The financial crisis happened because the financial institutions were allowed to operate with very lax oversight. This resulted in them pursuing policies that were very profitable but at the same time very risky. Everything was fine while the economy remained strong but as soon as things started to change it turned what should have been a minor economic downturn into a crisis. The main issue was that banks that were issuing mortgages were packaging those mortgages together and selling them to investors. This is what caused the crisis to really get out of hand.
The problem with allowing the banks to package the mortgages and then sell them to investors is that the banks no longer had any incentive to make sure that the mortgages that they were issuing were good risks. Since they weren't the ones who would have to collect the payment they had an incentive to issue as many mortgages as they possibly could. This inevitably led to the giving mortgages to people who couldn't afford them. When the Federal Reserve decided that they needed to raise interest rates all of those people found themselves unable to pay their bills and they began to default on their mortgages.
Even all of the bad mortgages was not in itself a disaster since the number of them was fairly small compared to the total number of mortgages. The problem was that to sell the bad mortgages to investors the banks bundled them together with good mortgages. This meant that nobody really knew who owned the bad mortgages. This is what really caused the crisis. Since nobody really knew who was going to get stuck with the bad mortgages everybody stopped lending money out of fear that they would lend to somebody who would go bankrupt because they were holding some of these bad mortgages.

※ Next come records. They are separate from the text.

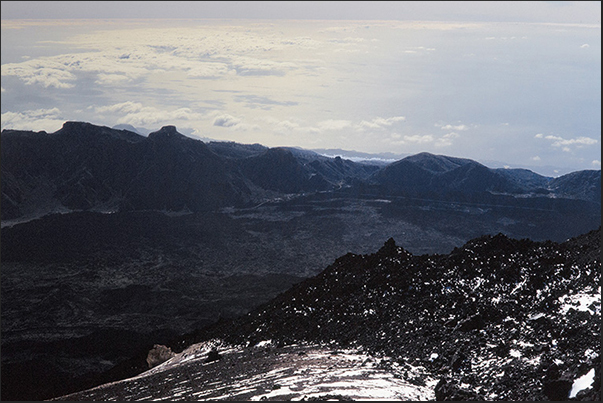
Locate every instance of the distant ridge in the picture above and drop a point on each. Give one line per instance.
(88, 167)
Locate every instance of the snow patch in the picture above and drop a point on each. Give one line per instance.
(584, 382)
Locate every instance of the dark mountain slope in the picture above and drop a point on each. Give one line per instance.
(87, 167)
(584, 185)
(426, 172)
(500, 316)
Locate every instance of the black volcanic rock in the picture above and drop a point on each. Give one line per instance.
(505, 296)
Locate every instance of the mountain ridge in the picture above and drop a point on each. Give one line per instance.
(87, 167)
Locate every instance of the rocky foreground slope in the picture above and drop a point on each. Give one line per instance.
(496, 319)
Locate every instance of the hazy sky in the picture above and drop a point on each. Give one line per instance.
(516, 82)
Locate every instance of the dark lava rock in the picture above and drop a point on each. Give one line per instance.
(213, 356)
(557, 389)
(447, 390)
(511, 338)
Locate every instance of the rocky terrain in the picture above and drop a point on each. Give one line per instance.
(496, 319)
(112, 242)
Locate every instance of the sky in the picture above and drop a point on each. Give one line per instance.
(504, 83)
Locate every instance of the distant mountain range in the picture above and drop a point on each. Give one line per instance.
(113, 241)
(96, 168)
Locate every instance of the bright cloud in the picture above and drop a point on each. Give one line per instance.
(560, 141)
(420, 139)
(39, 119)
(136, 114)
(332, 124)
(226, 121)
(454, 127)
(379, 123)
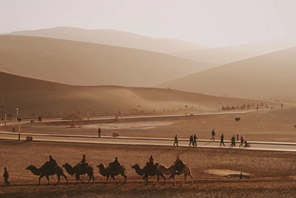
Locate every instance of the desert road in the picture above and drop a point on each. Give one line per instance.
(255, 145)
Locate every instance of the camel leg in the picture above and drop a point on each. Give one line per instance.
(185, 176)
(113, 177)
(89, 177)
(59, 178)
(191, 179)
(107, 179)
(164, 179)
(47, 179)
(40, 178)
(146, 179)
(65, 177)
(77, 178)
(93, 179)
(156, 180)
(123, 175)
(174, 179)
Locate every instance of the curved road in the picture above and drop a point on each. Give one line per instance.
(255, 145)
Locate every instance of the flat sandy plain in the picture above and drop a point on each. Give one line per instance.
(215, 170)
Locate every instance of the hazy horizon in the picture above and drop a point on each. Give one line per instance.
(211, 23)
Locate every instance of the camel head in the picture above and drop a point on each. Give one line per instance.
(101, 166)
(31, 167)
(135, 166)
(65, 165)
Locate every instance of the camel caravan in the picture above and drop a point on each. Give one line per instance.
(113, 169)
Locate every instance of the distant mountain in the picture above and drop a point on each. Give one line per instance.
(79, 63)
(114, 38)
(35, 97)
(225, 55)
(264, 76)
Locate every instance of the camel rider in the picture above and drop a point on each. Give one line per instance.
(52, 163)
(82, 164)
(151, 163)
(115, 164)
(83, 160)
(179, 165)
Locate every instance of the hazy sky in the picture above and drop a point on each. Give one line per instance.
(209, 22)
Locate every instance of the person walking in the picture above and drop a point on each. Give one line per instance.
(99, 132)
(242, 141)
(176, 141)
(6, 176)
(194, 140)
(222, 140)
(191, 140)
(232, 141)
(213, 135)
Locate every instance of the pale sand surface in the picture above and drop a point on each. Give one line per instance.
(216, 171)
(266, 125)
(272, 174)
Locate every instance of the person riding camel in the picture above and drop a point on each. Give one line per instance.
(114, 165)
(52, 163)
(151, 162)
(179, 165)
(82, 164)
(6, 176)
(83, 161)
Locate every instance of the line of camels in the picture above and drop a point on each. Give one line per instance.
(157, 170)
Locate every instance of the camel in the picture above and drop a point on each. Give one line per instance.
(148, 172)
(108, 172)
(172, 172)
(76, 170)
(46, 171)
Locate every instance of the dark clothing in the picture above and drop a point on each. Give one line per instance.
(52, 162)
(151, 161)
(176, 141)
(114, 165)
(194, 140)
(222, 140)
(232, 141)
(83, 160)
(242, 141)
(191, 140)
(6, 176)
(179, 165)
(213, 135)
(99, 132)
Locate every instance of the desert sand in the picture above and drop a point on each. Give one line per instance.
(226, 55)
(216, 171)
(264, 76)
(114, 38)
(51, 99)
(79, 63)
(117, 76)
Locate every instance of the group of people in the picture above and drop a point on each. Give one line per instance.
(179, 165)
(243, 142)
(193, 140)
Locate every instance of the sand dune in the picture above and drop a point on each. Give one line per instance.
(225, 55)
(264, 76)
(35, 97)
(114, 38)
(79, 63)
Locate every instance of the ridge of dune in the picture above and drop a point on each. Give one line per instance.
(226, 55)
(113, 38)
(35, 97)
(79, 63)
(265, 76)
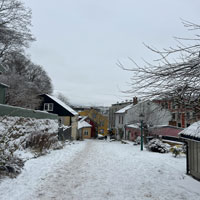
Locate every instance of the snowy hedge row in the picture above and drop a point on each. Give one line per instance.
(23, 138)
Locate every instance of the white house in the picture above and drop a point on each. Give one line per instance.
(153, 114)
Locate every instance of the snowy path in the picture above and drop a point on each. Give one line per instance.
(100, 170)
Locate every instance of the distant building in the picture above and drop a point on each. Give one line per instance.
(126, 119)
(67, 116)
(182, 115)
(114, 108)
(101, 122)
(84, 129)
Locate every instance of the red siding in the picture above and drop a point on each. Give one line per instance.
(166, 131)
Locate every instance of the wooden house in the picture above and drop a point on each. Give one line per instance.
(84, 129)
(191, 136)
(100, 121)
(67, 116)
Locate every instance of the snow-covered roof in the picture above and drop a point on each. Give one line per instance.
(65, 106)
(193, 131)
(123, 110)
(83, 124)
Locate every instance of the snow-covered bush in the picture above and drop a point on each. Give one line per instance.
(18, 134)
(176, 151)
(138, 140)
(157, 145)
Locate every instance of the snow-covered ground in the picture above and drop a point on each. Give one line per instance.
(102, 170)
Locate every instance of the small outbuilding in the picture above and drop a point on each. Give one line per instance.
(191, 136)
(84, 129)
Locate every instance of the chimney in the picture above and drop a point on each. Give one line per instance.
(135, 101)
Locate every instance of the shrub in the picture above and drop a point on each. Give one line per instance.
(156, 145)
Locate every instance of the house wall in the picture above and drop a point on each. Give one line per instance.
(182, 116)
(132, 133)
(166, 131)
(100, 120)
(120, 121)
(67, 121)
(194, 158)
(114, 108)
(89, 133)
(2, 94)
(74, 127)
(153, 114)
(22, 112)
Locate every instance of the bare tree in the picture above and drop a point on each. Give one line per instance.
(15, 20)
(26, 81)
(63, 98)
(175, 74)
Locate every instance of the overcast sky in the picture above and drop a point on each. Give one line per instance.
(78, 42)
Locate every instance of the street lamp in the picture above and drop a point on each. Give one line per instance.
(141, 117)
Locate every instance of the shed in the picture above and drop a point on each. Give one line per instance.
(191, 136)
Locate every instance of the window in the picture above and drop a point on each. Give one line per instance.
(48, 106)
(179, 124)
(188, 115)
(86, 132)
(179, 116)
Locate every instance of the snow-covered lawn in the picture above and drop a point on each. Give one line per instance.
(102, 170)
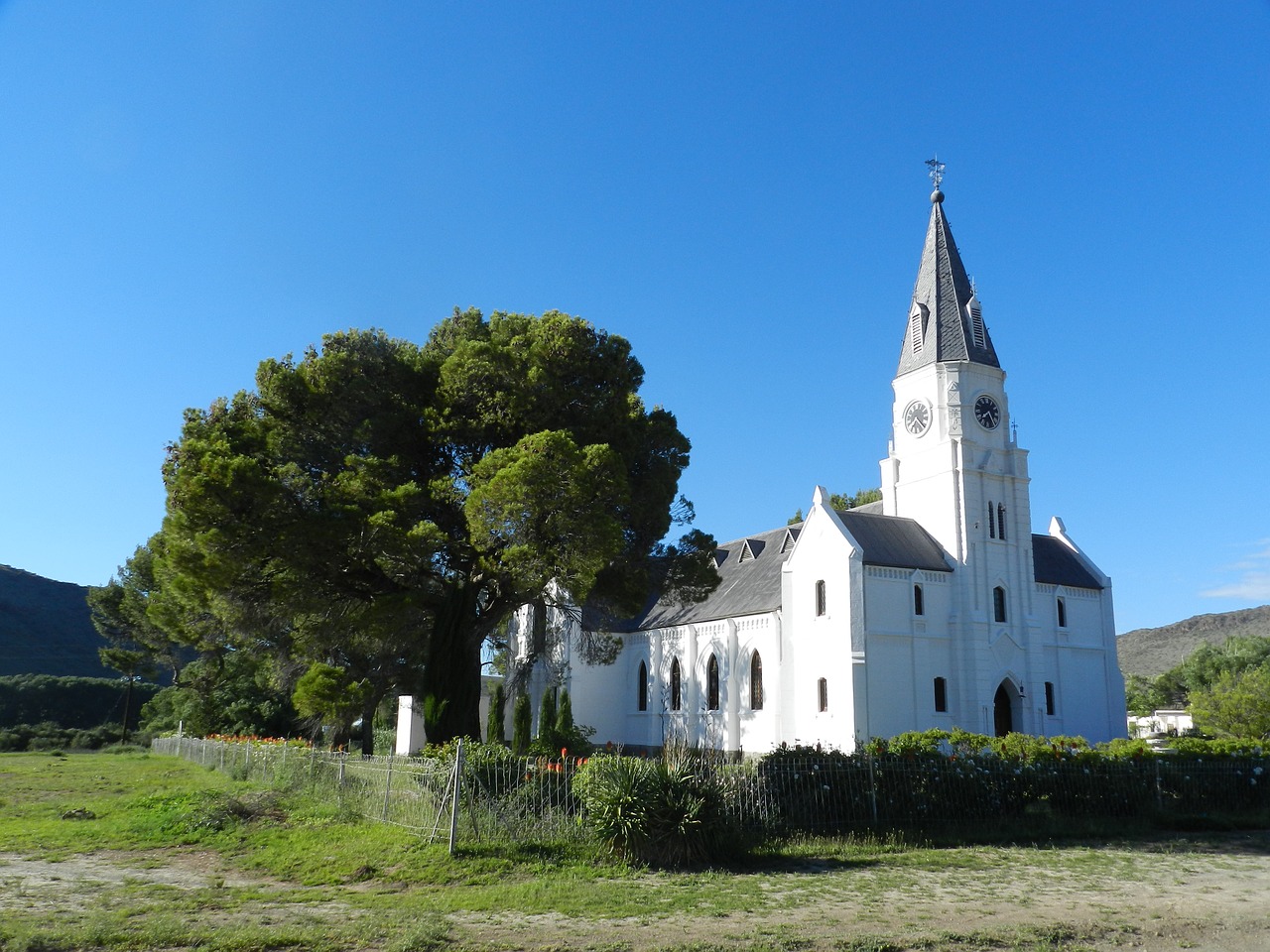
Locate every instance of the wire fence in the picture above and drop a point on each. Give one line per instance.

It was this complete shutdown of the credit market that really caused the crisis. Without credit businesses can't operate and they had to start laying off employees. This of course just made the problem worse since there were now all of these laid off employees who could no longer pay their mortgages. This lead to more investors being stuck with bad mortgages and the whole economy found itself in a downward spiral. The problem was made worse by the fact that for years the Federal Reserve had kept interest rates very low. The normal solution to the problem would have been to encourage the credit markets by lowering rates. The problem was the rates were already so low they couldn't do this.